Does anyone have any recommendations on how this would work?
I am basically wanting butler to run git clone for me.
I am not quite sure why I would use Butler in order to get my github repositories in order, since Git itself already provides me what I need (and the Github app works well enough too). And likely if you'd do this through Butler I'm afraid Butler will then still be bound to use Git as a dependency, not to mention the command line will be roughly the same as the clone command in Git is just "git clone <repo url> [<directory to clone to>]", so I don't see the point. Butler is a very stable tool, and I think making it contact github directly would only undermine this stability.
I would recommend against it, as github was specifically setup to work with git (hence its name). Git has been set up to handle pretty complex projects, while butler is only a quick update program and set up to handle full releases, where git is for handling active projects and on which many people work too. So it ain't so strange that getting the full grasp how how git works is harder than to understand butler.

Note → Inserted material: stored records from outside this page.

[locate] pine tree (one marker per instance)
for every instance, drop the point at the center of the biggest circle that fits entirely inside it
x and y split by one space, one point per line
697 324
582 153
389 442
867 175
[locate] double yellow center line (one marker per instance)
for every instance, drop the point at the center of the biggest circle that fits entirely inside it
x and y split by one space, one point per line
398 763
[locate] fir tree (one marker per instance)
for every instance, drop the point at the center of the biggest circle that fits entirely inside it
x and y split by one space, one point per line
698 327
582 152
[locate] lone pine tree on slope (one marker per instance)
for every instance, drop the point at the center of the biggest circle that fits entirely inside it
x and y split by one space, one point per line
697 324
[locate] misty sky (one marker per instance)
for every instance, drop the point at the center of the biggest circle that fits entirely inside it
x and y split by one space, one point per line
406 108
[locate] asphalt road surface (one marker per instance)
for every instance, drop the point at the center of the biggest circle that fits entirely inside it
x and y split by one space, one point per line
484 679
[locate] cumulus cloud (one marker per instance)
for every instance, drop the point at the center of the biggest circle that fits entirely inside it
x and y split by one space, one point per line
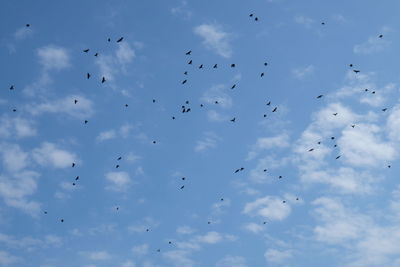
215 38
118 181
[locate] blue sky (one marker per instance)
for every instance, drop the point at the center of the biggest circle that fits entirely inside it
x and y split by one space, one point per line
337 202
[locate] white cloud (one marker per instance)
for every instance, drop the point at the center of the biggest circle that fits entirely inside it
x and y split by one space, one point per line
53 57
277 256
208 141
231 261
300 73
49 155
16 127
269 207
98 255
6 259
215 38
118 181
82 109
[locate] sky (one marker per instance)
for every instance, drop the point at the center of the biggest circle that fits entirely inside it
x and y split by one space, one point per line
289 157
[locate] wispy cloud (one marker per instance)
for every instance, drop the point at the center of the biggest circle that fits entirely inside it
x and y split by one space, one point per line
215 38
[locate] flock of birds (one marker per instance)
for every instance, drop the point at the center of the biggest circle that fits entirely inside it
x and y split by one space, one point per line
185 109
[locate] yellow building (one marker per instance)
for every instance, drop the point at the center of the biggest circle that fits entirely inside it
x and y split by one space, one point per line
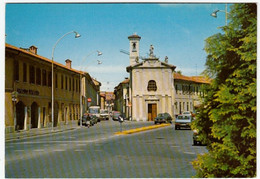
28 96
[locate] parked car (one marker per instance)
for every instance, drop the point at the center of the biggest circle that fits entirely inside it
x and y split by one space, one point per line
104 115
195 137
87 120
163 118
95 110
116 115
183 121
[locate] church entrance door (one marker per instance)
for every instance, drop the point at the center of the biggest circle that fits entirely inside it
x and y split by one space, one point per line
152 111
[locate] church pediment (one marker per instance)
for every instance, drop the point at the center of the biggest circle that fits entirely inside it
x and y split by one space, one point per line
151 63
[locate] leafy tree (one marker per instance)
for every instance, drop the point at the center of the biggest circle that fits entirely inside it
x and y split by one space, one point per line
227 119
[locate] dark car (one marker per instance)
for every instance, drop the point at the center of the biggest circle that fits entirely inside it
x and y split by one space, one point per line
87 120
196 140
163 118
183 121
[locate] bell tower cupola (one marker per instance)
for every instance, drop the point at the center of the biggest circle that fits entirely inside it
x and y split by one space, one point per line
134 48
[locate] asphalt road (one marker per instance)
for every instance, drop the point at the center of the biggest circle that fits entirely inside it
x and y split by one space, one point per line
97 152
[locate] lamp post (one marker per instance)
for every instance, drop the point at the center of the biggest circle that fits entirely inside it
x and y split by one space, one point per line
214 13
77 35
81 90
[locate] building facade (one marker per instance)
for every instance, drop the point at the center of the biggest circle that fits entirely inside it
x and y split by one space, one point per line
28 90
154 87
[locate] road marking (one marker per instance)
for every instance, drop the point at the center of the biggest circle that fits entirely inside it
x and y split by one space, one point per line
189 153
38 150
19 150
81 144
64 144
59 150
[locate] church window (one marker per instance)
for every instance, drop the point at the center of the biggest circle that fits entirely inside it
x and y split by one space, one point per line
152 86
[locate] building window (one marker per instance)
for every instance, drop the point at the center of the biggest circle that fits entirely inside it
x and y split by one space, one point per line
76 85
69 84
16 70
152 86
66 83
61 82
56 80
49 79
32 74
24 72
44 79
73 85
38 76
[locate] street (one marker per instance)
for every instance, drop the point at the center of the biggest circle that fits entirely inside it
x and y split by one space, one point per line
98 152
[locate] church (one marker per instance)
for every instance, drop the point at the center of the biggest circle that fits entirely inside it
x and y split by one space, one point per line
151 87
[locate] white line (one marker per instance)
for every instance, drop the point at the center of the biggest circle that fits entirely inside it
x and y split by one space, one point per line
189 153
81 144
18 150
59 150
39 150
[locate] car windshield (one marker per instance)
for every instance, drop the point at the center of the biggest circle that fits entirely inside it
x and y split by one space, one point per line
117 114
160 115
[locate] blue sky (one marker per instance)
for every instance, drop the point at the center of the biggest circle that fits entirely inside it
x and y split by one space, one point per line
175 30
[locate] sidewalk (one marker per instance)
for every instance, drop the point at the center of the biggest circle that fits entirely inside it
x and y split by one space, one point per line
37 132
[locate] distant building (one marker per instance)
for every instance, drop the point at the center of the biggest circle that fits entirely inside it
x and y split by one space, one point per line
28 90
154 87
122 102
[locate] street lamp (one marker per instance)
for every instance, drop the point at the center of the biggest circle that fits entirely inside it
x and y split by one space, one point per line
77 35
81 90
214 13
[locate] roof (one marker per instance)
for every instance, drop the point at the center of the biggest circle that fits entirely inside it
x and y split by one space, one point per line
196 79
40 57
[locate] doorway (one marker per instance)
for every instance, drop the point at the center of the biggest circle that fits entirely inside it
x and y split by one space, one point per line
34 115
152 111
20 115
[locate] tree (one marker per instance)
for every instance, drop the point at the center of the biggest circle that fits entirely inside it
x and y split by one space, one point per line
227 119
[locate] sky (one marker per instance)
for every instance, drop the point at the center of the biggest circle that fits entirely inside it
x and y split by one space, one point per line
175 30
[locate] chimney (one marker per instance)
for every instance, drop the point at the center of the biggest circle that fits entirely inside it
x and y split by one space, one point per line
33 49
68 63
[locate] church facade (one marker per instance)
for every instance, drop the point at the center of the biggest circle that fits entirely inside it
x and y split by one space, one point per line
152 87
151 84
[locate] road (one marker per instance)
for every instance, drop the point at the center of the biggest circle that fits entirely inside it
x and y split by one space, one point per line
97 152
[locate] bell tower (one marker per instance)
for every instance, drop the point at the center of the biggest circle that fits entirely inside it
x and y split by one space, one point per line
134 48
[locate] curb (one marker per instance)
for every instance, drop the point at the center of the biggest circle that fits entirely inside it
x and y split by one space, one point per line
29 135
131 131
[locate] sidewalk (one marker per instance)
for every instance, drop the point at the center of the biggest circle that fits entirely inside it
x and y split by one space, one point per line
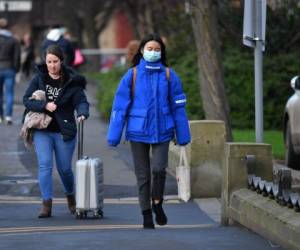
189 227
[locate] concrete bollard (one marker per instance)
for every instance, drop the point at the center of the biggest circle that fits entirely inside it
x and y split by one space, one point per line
235 174
205 155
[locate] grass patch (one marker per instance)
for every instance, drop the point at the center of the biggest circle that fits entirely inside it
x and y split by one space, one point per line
273 137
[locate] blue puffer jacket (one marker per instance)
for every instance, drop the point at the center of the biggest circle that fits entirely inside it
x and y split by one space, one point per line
71 97
156 110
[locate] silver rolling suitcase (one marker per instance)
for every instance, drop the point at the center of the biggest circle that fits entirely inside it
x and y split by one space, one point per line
89 182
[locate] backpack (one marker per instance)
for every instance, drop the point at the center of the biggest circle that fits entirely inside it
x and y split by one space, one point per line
134 78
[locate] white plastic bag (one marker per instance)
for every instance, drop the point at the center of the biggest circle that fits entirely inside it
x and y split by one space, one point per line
183 176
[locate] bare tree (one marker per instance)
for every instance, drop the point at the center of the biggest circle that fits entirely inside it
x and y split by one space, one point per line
205 27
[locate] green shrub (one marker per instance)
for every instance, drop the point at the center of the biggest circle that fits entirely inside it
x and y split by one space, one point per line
239 85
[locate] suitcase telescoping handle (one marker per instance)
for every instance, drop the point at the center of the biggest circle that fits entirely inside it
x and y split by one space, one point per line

And the only good way for butler to support github will in the end still be to use git as a dependency and even if it's possible to use butler for the whole update you would when connection issues is why you want it get the same issues as butler would be bound to the same protocol and connection methods git uses, this because this is simply how the git network is set up, and all clients making use of that are therefore bound by the same rules. So Butler will not be able to solve your connection issues, unfortunately.
Git is after all a version control system, and its network is setup the way it is for a reason. I therefore deem it likely that if you go to other git-based networks (like GitLabs or BitBucket) you will likely have the same issues.

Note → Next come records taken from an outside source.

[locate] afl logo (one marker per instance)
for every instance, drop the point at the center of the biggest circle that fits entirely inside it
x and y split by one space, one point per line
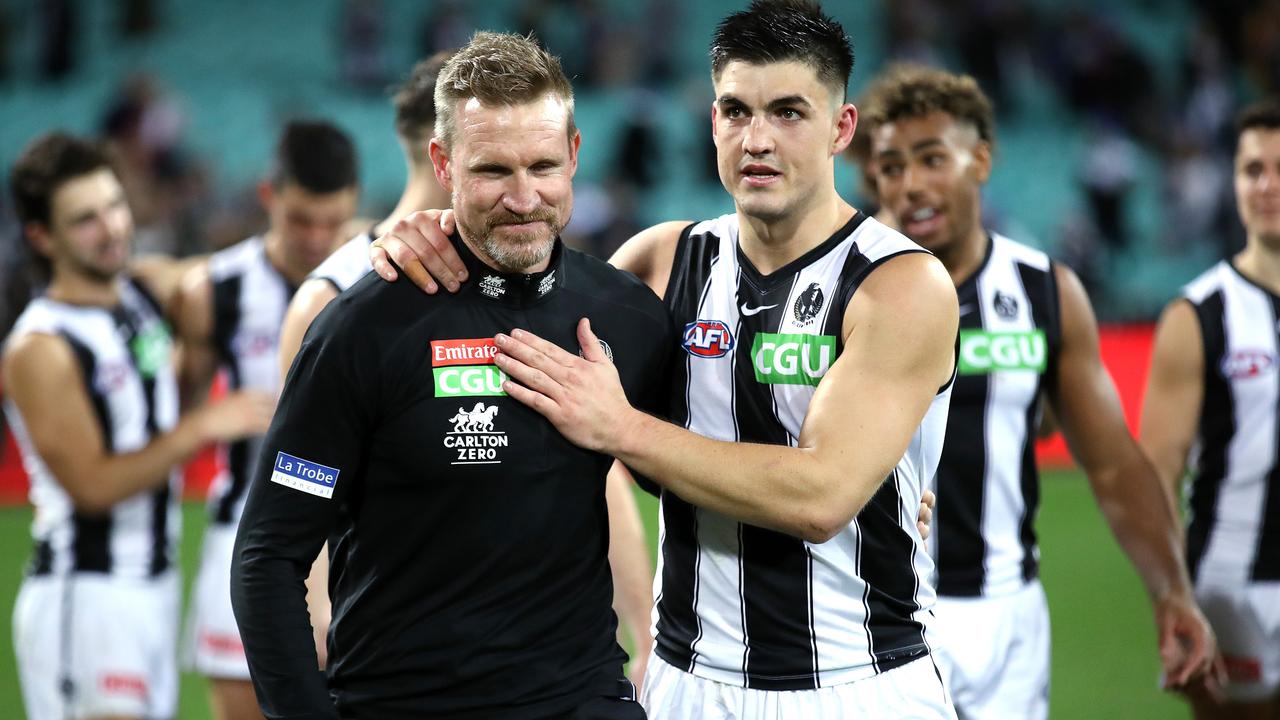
1244 364
708 338
808 305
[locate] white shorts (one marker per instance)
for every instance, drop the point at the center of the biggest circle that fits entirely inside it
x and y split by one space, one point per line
213 646
1247 623
993 654
92 646
910 692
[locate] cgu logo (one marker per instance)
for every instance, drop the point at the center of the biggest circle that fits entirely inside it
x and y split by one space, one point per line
1244 364
983 351
792 359
708 338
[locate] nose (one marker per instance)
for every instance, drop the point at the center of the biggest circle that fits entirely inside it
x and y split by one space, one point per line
521 196
758 140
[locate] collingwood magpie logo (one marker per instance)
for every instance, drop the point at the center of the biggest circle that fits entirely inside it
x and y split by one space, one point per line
1006 306
474 437
808 305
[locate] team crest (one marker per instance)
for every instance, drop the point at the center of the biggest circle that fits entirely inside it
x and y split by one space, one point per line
474 440
808 305
1006 305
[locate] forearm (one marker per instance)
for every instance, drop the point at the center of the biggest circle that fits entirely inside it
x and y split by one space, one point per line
790 490
1137 509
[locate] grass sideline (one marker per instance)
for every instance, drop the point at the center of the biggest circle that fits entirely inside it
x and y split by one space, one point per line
1105 661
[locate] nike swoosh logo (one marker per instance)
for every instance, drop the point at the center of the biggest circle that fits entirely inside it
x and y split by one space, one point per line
750 311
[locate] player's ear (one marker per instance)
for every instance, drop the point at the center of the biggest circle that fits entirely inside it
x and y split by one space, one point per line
440 163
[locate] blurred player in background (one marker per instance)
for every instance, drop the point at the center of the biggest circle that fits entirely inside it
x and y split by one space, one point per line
1211 408
229 314
415 123
94 404
1025 329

I think it will be more fruitful to find out why you have these connection issues with git and try out if git itself also provides ways to deal with those. Stability issues with git are not something that should happen, since most package managers use the git network to keep their data in how to install packages and if versions are still up to date etc. Unix based systems therefore rely heavily on this, and there are also such managers for Windows (Scoop and Chocolatey) and as far as I know they are also reliant on git. I deem it also possible you should have a chat with your ISP.
Trying to convert a tool to do that for which it was not intended to do, will mostly only undermine its primary function. And since Butler is extremely robust for what it was set out to do (at least as far as I experienced so far), I don't think we should undermine that, especially not since the tools that were set up for the job are likely not where the "evil" lies.